Member of the Storting
- In office 1 October 2021 – 30 September 2025
- Constituency: Rogaland

Personal details
- Born: 7 January 1994 (age 32)
- Party: Centre
- Alma mater: University of Stavanger Norwegian University of Technology
- Occupation: Politician

= Lisa Marie Ness Klungland =

Norwegian politician (born 1994)

Lisa Marie Ness Klungland (born 7 January 1994) is a Norwegian politician for the Centre Party (Sp). She was a member of the Storting between 2021 and 2025.

==Biography==
Klungland was born on 7 January 1994, a daughter of Sigbjørn Klungland and Ingvill Ness. Hailing from Vindafjord Municipality, she is educated in nursing from the University of Stavanger, and in marketing from the Norwegian University of Technology.

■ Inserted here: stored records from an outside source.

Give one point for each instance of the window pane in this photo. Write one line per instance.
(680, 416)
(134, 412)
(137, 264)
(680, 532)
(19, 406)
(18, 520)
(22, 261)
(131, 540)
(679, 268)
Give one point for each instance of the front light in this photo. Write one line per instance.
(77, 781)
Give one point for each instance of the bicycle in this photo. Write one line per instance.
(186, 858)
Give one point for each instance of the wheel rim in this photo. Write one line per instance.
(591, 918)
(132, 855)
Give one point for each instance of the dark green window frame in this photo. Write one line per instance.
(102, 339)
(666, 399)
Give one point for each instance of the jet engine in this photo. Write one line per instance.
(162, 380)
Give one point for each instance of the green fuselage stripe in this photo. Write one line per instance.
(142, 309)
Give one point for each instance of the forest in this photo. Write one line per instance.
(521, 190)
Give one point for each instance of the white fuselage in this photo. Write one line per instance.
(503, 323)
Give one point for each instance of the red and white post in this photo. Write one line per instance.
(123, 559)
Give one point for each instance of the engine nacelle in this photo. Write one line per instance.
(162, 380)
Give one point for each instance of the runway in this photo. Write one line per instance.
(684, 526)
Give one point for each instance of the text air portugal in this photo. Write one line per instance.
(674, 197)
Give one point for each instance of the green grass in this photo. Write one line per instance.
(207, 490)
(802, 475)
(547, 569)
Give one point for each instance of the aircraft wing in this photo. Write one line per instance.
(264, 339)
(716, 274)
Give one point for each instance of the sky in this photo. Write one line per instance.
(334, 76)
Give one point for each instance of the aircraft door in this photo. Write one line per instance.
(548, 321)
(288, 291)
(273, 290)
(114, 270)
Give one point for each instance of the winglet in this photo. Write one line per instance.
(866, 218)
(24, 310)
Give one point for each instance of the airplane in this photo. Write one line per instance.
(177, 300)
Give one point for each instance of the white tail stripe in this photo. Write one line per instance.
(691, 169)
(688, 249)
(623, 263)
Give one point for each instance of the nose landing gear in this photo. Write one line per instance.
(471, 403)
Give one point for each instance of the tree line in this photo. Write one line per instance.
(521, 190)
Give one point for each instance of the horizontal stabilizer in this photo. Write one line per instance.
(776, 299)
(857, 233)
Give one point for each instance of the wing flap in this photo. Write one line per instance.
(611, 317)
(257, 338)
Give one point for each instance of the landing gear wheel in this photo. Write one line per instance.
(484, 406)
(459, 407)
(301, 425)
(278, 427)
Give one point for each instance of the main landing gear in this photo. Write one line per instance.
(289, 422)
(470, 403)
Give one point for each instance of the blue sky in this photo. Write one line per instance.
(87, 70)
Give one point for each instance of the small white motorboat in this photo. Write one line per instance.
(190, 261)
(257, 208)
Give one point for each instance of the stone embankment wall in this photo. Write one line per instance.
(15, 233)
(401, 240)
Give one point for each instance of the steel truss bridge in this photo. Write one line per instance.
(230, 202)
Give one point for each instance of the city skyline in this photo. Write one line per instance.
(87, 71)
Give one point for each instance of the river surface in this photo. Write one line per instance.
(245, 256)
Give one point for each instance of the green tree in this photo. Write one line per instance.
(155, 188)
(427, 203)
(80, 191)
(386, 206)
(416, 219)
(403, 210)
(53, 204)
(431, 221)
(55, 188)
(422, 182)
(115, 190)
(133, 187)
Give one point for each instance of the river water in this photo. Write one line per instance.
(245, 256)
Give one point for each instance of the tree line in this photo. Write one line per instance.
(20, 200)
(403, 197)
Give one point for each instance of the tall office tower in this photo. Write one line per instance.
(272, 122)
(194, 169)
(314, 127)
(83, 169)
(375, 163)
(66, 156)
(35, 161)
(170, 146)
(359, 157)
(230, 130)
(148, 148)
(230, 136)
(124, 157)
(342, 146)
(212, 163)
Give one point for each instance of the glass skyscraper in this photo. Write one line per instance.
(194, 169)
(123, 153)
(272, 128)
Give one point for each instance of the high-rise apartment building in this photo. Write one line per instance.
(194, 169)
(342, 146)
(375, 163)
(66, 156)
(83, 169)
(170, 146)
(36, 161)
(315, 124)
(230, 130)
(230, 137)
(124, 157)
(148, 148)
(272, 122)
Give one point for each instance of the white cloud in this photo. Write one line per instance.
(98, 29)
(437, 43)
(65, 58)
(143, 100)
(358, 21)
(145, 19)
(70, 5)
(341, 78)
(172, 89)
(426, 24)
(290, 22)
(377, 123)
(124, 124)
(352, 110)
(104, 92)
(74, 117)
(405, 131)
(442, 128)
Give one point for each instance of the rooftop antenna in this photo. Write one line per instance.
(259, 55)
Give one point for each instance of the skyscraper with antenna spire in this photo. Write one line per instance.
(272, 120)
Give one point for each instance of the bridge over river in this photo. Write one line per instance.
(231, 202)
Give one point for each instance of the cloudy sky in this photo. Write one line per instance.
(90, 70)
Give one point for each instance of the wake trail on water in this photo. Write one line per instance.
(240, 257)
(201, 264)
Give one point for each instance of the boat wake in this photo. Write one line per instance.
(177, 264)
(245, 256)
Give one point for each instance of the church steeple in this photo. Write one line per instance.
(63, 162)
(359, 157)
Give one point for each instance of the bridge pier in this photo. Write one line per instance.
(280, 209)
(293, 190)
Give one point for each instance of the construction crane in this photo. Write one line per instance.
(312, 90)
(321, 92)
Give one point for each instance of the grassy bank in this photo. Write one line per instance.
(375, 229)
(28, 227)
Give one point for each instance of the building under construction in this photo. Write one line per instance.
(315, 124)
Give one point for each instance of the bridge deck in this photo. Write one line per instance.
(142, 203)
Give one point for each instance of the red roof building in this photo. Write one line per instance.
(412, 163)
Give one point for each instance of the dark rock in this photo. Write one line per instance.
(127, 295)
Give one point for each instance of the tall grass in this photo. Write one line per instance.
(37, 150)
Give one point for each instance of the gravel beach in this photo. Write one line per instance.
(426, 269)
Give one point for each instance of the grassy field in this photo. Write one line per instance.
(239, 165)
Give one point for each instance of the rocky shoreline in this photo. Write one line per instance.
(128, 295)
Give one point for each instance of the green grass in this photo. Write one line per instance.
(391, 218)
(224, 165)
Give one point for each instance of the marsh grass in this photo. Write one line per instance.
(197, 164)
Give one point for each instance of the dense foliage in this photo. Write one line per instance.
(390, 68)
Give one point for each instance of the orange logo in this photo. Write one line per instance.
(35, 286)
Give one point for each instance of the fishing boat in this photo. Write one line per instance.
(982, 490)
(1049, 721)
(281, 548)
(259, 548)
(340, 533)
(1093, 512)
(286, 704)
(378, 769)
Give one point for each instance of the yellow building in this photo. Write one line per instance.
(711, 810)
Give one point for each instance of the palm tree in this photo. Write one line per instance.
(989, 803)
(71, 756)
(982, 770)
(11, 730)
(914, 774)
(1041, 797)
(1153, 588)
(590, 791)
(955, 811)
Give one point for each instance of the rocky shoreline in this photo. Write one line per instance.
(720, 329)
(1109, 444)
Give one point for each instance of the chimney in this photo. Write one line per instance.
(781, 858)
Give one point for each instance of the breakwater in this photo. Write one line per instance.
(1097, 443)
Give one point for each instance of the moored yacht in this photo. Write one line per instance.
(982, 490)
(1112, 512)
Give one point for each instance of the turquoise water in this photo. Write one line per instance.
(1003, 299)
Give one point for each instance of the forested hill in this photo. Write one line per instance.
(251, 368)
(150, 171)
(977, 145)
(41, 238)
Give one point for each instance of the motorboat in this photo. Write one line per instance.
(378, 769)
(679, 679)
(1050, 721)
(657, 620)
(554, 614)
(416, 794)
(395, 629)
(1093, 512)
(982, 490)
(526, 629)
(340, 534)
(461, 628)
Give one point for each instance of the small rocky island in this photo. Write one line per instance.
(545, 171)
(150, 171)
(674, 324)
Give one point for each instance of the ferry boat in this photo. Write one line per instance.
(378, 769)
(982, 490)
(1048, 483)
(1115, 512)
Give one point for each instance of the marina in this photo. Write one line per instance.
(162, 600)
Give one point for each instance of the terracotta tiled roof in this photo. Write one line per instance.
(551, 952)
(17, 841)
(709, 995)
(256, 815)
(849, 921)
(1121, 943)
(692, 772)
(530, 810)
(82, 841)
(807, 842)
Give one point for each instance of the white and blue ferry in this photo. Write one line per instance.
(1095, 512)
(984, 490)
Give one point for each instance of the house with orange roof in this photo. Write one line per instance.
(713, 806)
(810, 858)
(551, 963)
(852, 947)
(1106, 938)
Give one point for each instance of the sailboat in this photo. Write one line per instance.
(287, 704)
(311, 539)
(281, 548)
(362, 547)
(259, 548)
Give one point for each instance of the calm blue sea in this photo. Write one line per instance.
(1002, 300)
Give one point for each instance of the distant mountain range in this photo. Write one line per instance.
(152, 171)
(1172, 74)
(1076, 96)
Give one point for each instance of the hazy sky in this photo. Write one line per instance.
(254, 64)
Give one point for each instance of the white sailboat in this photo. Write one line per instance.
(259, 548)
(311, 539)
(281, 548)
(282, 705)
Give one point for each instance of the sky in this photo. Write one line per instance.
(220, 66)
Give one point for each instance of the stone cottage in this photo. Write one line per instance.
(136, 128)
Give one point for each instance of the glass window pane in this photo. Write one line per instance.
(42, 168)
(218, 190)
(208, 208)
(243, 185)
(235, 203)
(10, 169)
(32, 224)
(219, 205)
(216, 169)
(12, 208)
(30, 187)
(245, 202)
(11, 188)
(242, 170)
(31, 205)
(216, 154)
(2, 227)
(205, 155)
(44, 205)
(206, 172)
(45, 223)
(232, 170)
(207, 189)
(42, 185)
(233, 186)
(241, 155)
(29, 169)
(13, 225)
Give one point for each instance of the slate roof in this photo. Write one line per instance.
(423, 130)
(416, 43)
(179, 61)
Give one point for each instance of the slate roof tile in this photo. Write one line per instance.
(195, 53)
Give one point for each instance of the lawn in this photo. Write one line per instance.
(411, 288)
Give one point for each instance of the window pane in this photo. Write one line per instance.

She was elected representative to the Storting from the constituency of Rogaland for the period 2021–2025, for the Centre Party.

In the Storting, she was a member of the Standing Committee on Health and Care Services between 2021 and 2025.

She sought re-election for the 2025 Norwegian Election, but she lost her seat and is now a deputy member of the Storting for her fellow Centre Party colleague Geir Pollestad for the 2025-2029 period.